Zaher et al., GC/MS Analysis, Cytotoxicity, and Antimicrobial Properties of Six Moroccan Essential Oils Traditionally Used for COVID-19 Prevention, Molecules, doi:10.3390/molecules30214179
The COVID-19 pandemic has reignited interest in traditional medicinal plants as potential therapeutic agents. This study examined the chemical composition, cytotoxicity, and antimicrobial activity of essential oils from six Moroccan medicinal plants, namely, Eucalyptus globulus, Artemisia absinthium, Syzygium aromaticum, Thymus vulgaris, Artemisia alba, and Santolina chamaecyparissus, which are commonly used by the Moroccan population for COVID-19 prevention. The chemical composition of each essential oil was determined using gas chromatography–mass spectrometry (GC–MS) to identify key compounds.

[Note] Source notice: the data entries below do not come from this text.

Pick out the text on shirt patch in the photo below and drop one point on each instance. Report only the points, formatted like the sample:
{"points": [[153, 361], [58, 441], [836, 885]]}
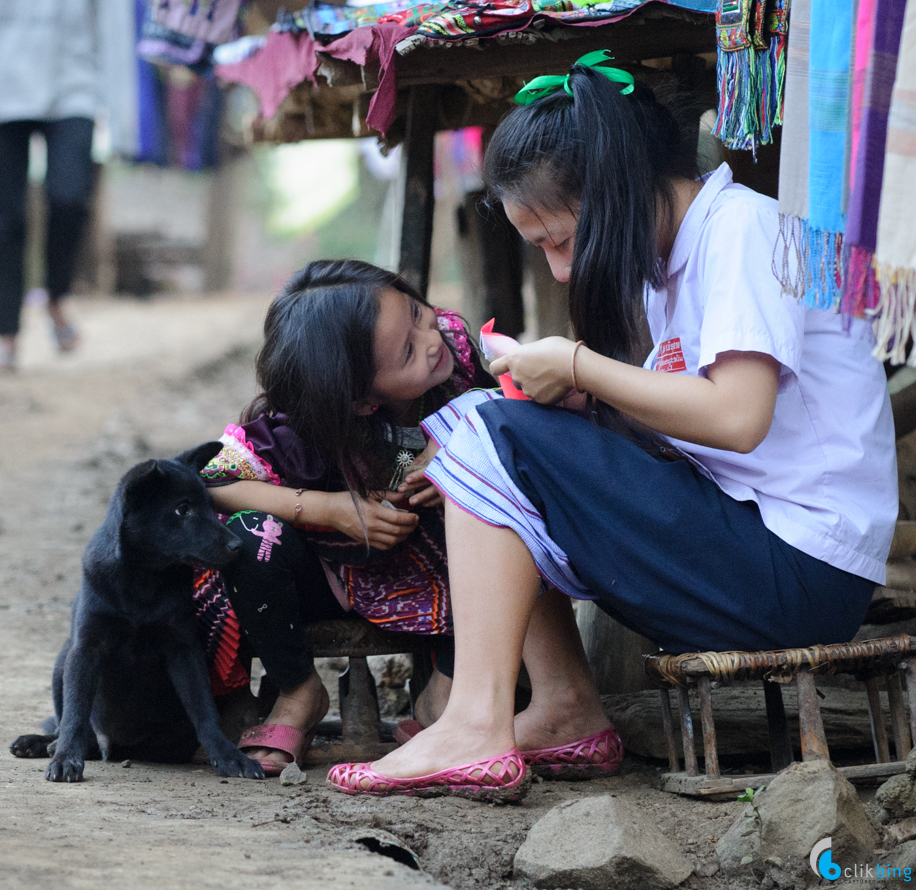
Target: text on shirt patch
{"points": [[670, 356]]}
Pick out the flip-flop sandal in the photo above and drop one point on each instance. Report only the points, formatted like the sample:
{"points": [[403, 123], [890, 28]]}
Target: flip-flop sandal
{"points": [[66, 337], [406, 730], [285, 739]]}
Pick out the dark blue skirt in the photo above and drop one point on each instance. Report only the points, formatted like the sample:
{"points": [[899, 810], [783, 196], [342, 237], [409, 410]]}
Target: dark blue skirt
{"points": [[659, 546]]}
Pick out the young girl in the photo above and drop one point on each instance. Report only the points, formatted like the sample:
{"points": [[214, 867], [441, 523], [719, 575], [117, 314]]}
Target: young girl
{"points": [[763, 517], [324, 481]]}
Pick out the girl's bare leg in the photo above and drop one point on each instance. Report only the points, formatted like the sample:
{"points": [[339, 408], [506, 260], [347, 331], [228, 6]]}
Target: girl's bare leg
{"points": [[494, 587], [565, 705], [432, 700]]}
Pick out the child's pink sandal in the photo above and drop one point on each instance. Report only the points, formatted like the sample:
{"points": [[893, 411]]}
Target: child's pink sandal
{"points": [[285, 739], [593, 757], [501, 779]]}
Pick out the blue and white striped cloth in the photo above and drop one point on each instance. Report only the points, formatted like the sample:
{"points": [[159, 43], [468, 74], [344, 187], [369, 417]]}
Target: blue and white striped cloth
{"points": [[468, 471]]}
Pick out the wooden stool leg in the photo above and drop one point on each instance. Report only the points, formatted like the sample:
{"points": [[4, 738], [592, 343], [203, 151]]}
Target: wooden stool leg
{"points": [[690, 754], [911, 694], [710, 754], [668, 726], [902, 744], [359, 715], [781, 754], [813, 740], [878, 732]]}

Cytotoxicity was evaluated in the Vero E6 cell line, which is frequently used in SARS-CoV-2 research, using the neutral red assay, with oil concentrations ranging from 25 to 100 µg/mL. Antimicrobial activity was tested against standard reference strains, including Escherichia coli (ATCC 25922), Pseudomonas aeruginosa (ATCC 27853), Staphylococcus aureus (ATCC 25923), Candida albicans (ATCC 10231), and Bacillus subtilis (ATCC 6633), using the disc diffusion method. GC–MS analysis revealed significant components such as spathulenol (15%) and caryophyllene oxide (7.67%) in Eucalyptus globulus and eugenol (54.96%) in Syzygium aromaticum. Cytotoxicity assays indicated that higher concentrations of essential oils significantly reduced cell viability, with Thymus vulgaris showing the highest IC50 (8.324 µM) and Artemisia absinthium the lowest (18.49 µM). In terms of antimicrobial activity, Eucalyptus globulus had the strongest effect, with a 20 ± 0.00 mm inhibition zone against Bacillus subtilis, whereas both Syzygium aromaticum and Artemisia herba-alba had a 12.25 ± 0.1 mm inhibition zone against the same strain. These findings suggest that these essential oils have significant therapeutic potential, particularly in combating antimicrobial resistance and exerting cytotoxic effects on viral cell lines. Further research is necessary to explore their mechanisms of action and ensure their safety for therapeutic use.